A bradicinina é uma cadeia de aminoácidos com função hipotensora, atuando em diversos órgãos e tecidos, além de mediar processos inflamatórios. Ela faz parte da atividade fisiológica do corpo humano, agindo como vasodilatadora e reduzindo a pressão nos vasos arteriais. Nos anos 1940, Rocha e Silva investigava a histamina, outra substância vasodilatadora, quando, em um experimento com cobaias e amostras de veneno de jararaca (Bothrops jararaca), ele e sua equipe perceberam que a resposta ao veneno não estava relacionada à histamina, já que anti-histamínicos haviam sido utilizados. Em poucos dias de trabalho, o novo princípio foi desvendado, marcando um avanço significativo para a ciência.
A primeira comunicação sobre a bradicinina foi publicada em 1949 na edição inaugural da revista Ciência & Cultura, da Sociedade Brasileira para o Progresso da Ciência (SBPC), e no American Journal of Physiology.

Figura 1. Maurício Oscar da Rocha e Silva
(Fonte: Centro de Memória / SBPC)
Da bradicinina ao captopril
O segundo ato dessa história começa em 1957, quando Rocha e Silva se transferiu da Seção de Bioquímica e Farmacodinâmica do Instituto Biológico para a USP, assumindo o Departamento de Farmacologia da Faculdade de Medicina de Ribeirão Preto (FMRP). Lá, ele e seu grupo de pesquisa deram continuidade aos estudos sobre a bradicinina, explorando diferentes aspectos dessa molécula. Um de seus discípulos, o então estudante Sérgio Henrique Ferreira, foi incumbido de buscar uma substância capaz de inibir a destruição da bradicinina no organismo. Isso porque a bradicinina sintética, ao ser injetada na corrente sanguínea, causava uma queda de pressão muito breve, já que era rapidamente degradada ao passar pelos pulmões. Um efeito mais duradouro poderia torná-la útil no controle da pressão arterial.

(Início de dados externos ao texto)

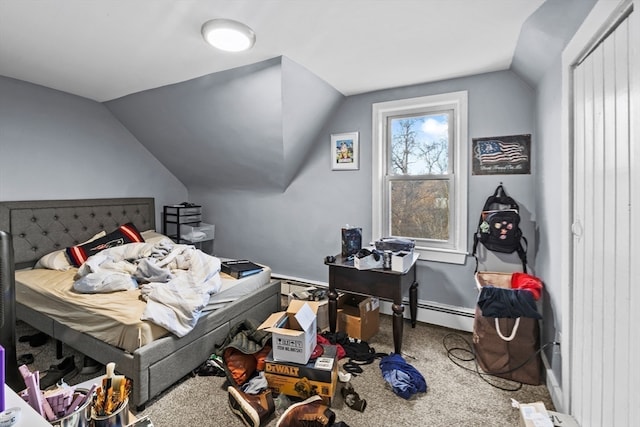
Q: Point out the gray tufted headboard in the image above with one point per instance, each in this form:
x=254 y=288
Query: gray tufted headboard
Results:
x=42 y=226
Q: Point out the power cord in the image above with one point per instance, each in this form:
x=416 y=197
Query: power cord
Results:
x=467 y=354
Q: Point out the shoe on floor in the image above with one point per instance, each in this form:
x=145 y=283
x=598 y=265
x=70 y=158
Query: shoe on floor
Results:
x=252 y=409
x=35 y=340
x=66 y=368
x=308 y=413
x=352 y=399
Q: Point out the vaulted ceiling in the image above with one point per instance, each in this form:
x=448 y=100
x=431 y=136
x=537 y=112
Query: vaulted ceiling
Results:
x=248 y=119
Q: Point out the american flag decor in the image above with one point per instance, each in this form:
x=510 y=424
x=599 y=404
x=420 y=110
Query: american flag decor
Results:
x=501 y=155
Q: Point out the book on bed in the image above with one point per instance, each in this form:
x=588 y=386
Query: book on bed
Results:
x=240 y=268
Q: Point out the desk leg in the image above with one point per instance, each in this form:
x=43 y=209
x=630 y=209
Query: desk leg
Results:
x=333 y=310
x=413 y=303
x=398 y=320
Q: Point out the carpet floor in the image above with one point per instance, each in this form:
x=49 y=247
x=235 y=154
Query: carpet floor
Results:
x=456 y=396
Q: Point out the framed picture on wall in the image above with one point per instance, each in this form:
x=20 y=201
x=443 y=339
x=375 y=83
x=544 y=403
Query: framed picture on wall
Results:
x=502 y=155
x=345 y=151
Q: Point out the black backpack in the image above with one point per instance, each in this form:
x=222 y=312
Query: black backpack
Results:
x=499 y=227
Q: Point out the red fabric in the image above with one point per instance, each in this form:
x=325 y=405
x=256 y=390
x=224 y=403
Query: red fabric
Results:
x=340 y=349
x=527 y=282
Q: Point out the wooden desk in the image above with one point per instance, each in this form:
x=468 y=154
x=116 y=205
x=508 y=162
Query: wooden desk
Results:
x=384 y=284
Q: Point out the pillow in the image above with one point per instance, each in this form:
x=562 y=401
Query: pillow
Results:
x=58 y=260
x=124 y=234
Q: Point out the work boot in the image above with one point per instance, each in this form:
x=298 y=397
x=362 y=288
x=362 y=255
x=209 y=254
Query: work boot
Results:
x=352 y=399
x=308 y=413
x=253 y=409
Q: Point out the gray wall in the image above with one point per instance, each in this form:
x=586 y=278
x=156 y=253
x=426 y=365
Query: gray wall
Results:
x=59 y=146
x=548 y=193
x=293 y=230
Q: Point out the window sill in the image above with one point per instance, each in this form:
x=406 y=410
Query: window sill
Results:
x=449 y=256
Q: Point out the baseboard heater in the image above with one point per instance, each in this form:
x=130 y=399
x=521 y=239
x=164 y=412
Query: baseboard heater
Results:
x=459 y=318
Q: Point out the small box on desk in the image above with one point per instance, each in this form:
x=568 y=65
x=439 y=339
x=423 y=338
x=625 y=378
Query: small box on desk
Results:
x=317 y=377
x=293 y=332
x=358 y=316
x=351 y=241
x=401 y=261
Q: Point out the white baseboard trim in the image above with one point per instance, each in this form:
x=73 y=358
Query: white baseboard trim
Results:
x=553 y=385
x=449 y=316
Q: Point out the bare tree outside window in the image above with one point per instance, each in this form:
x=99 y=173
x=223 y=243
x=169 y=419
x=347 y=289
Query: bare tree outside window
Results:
x=418 y=175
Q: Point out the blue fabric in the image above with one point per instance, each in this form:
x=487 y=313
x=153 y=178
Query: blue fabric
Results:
x=405 y=380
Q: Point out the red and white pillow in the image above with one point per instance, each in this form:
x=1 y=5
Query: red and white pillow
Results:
x=127 y=233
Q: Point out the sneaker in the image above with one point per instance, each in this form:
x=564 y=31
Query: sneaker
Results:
x=253 y=409
x=308 y=413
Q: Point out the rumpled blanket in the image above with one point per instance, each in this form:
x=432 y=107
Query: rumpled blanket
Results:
x=175 y=280
x=404 y=379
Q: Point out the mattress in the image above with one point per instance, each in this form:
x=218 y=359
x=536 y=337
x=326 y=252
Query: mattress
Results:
x=113 y=318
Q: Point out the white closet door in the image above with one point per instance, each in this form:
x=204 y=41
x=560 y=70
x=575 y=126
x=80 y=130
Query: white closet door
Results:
x=604 y=323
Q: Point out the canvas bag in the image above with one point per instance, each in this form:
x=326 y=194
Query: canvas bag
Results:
x=506 y=347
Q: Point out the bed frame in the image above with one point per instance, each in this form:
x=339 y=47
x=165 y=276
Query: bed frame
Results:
x=42 y=226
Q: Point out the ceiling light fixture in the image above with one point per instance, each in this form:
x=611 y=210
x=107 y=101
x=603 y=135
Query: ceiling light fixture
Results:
x=228 y=35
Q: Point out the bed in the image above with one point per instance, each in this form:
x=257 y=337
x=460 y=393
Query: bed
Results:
x=151 y=356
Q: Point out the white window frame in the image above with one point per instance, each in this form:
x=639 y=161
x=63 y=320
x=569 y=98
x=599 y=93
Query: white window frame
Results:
x=456 y=250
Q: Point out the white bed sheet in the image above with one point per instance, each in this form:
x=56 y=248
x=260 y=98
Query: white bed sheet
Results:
x=113 y=318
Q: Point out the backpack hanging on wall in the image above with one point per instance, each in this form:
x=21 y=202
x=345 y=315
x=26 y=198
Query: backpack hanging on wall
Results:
x=499 y=227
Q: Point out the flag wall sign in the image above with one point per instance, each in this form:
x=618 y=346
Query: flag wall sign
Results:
x=502 y=155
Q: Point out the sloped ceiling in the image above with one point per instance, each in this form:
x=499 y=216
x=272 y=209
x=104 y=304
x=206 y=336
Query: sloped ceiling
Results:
x=243 y=128
x=248 y=121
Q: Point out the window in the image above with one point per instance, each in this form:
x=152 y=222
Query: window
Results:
x=420 y=174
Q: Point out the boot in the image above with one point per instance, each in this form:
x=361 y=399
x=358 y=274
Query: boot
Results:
x=352 y=399
x=253 y=409
x=309 y=413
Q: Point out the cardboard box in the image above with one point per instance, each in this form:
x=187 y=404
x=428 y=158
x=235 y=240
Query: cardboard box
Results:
x=294 y=331
x=319 y=376
x=534 y=415
x=369 y=262
x=359 y=316
x=323 y=306
x=402 y=261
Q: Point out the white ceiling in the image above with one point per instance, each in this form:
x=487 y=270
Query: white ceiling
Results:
x=105 y=49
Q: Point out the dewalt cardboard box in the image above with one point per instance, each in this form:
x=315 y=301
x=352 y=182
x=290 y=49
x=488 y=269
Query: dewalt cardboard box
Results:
x=294 y=332
x=319 y=376
x=359 y=316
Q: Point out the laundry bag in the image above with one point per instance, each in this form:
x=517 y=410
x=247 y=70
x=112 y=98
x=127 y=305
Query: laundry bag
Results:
x=506 y=331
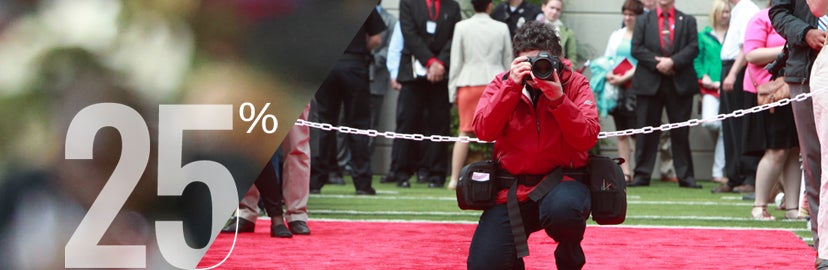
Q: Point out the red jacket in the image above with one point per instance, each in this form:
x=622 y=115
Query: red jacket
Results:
x=535 y=141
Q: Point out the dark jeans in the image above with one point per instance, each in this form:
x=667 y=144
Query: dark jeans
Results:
x=809 y=148
x=739 y=168
x=346 y=85
x=562 y=213
x=422 y=108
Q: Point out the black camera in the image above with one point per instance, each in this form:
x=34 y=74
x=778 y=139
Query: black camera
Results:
x=544 y=64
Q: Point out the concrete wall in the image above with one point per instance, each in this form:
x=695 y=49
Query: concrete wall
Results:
x=592 y=21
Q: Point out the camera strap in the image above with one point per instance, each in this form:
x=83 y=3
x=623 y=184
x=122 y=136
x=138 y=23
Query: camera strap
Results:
x=513 y=208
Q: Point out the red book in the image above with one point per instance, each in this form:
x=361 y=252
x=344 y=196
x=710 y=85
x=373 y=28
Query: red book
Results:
x=622 y=68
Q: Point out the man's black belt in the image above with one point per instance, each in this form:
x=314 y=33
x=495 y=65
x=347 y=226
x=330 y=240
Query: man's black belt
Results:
x=543 y=184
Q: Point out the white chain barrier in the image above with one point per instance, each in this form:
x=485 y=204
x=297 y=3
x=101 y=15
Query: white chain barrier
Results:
x=601 y=135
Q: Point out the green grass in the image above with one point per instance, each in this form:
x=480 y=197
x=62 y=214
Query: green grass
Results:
x=661 y=204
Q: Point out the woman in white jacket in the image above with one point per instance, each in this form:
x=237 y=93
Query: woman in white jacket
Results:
x=480 y=49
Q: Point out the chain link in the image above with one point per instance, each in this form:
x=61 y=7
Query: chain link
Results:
x=602 y=135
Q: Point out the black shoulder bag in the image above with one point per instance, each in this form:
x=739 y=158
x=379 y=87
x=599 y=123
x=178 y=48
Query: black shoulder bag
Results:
x=476 y=187
x=608 y=190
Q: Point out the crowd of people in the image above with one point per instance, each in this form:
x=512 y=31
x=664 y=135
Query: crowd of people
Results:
x=656 y=59
x=437 y=60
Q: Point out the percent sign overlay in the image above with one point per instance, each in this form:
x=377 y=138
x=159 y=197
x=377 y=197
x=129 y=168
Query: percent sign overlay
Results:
x=247 y=113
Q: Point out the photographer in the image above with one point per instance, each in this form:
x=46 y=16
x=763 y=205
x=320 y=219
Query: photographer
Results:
x=539 y=126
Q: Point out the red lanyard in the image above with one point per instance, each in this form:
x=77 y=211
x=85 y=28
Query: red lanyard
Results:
x=436 y=14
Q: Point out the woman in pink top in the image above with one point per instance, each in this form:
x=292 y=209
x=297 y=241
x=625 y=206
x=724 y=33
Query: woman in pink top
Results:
x=772 y=134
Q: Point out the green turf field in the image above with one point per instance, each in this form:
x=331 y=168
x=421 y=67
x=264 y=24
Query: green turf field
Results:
x=661 y=204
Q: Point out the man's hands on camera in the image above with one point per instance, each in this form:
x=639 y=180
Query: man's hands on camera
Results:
x=436 y=72
x=815 y=38
x=665 y=65
x=521 y=72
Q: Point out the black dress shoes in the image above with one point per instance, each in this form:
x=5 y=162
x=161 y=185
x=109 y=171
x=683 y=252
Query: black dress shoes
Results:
x=639 y=183
x=278 y=229
x=244 y=226
x=689 y=184
x=368 y=191
x=299 y=227
x=388 y=178
x=335 y=178
x=422 y=176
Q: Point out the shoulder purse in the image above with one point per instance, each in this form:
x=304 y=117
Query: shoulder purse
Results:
x=771 y=91
x=476 y=187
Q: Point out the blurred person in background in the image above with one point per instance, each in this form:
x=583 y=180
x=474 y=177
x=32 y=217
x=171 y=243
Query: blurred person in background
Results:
x=392 y=63
x=740 y=169
x=348 y=85
x=619 y=47
x=552 y=10
x=772 y=132
x=665 y=44
x=515 y=13
x=795 y=22
x=422 y=107
x=819 y=84
x=284 y=180
x=708 y=66
x=481 y=48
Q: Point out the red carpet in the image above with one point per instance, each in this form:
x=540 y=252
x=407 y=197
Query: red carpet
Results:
x=384 y=245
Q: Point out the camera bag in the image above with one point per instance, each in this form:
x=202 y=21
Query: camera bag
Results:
x=476 y=187
x=608 y=190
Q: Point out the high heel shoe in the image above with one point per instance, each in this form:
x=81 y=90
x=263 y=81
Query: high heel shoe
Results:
x=452 y=185
x=793 y=214
x=762 y=213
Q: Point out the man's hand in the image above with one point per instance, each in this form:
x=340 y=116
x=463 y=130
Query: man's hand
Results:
x=553 y=90
x=709 y=83
x=815 y=38
x=520 y=69
x=436 y=72
x=613 y=79
x=727 y=83
x=665 y=65
x=395 y=85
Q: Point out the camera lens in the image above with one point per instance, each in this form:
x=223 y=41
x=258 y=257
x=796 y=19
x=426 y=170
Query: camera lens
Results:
x=542 y=69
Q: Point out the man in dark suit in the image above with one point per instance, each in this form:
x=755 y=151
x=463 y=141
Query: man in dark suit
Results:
x=423 y=107
x=665 y=44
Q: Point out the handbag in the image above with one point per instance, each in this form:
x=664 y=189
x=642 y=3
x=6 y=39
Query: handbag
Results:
x=771 y=91
x=476 y=187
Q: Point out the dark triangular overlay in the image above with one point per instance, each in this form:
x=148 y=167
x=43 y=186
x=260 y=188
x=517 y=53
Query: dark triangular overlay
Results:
x=123 y=132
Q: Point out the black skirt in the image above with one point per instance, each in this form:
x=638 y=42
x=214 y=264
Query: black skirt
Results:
x=766 y=130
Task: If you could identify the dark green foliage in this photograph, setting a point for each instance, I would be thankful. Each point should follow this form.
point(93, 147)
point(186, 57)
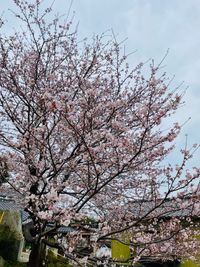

“A descoberta da bradicinina e sua aplicação prática no captopril são um exemplo notável de como a ciência pode transformar conhecimento em inovação que salva vidas.”
Ferreira descobriu a resposta no próprio veneno da jararaca, que continha substâncias capazes de prolongar a ação da bradicinina. Essa descoberta abriu portas para colaborações internacionais, incluindo o laboratório de John R. Vane, futuro ganhador do Prêmio Nobel. Juntos, eles demonstraram que o veneno da jararaca também inibia a conversão de angiotensina-1 em angiotensina-2, uma substância que eleva a pressão arterial. Esses achados culminaram no desenvolvimento do captopril, o primeiro medicamento oral eficaz no tratamento da hipertensão. Lançado pela farmacêutica Squibb, o remédio é utilizado até hoje, salvando milhões de vidas ao redor do mundo.

Figura 2. Maurício Oscar da Rocha e Silva com pesquisadores do Instituto Biológico
(Fonte: Centro de Memória / Instituto Biológico. Reprodução)
Reconhecimento e legado
Maurício Oscar da Rocha e Silva não apenas liderou uma descoberta revolucionária, como também formou uma geração de cientistas que ampliaram o impacto de sua pesquisa. Seu trabalho, reconhecido mundialmente, colocou a ciência brasileira em evidência e mostrou como o estudo da biodiversidade pode gerar benefícios globais. A descoberta da bradicinina e sua aplicação prática no captopril são um exemplo notável de como a ciência pode transformar conhecimento em inovação que salva vidas.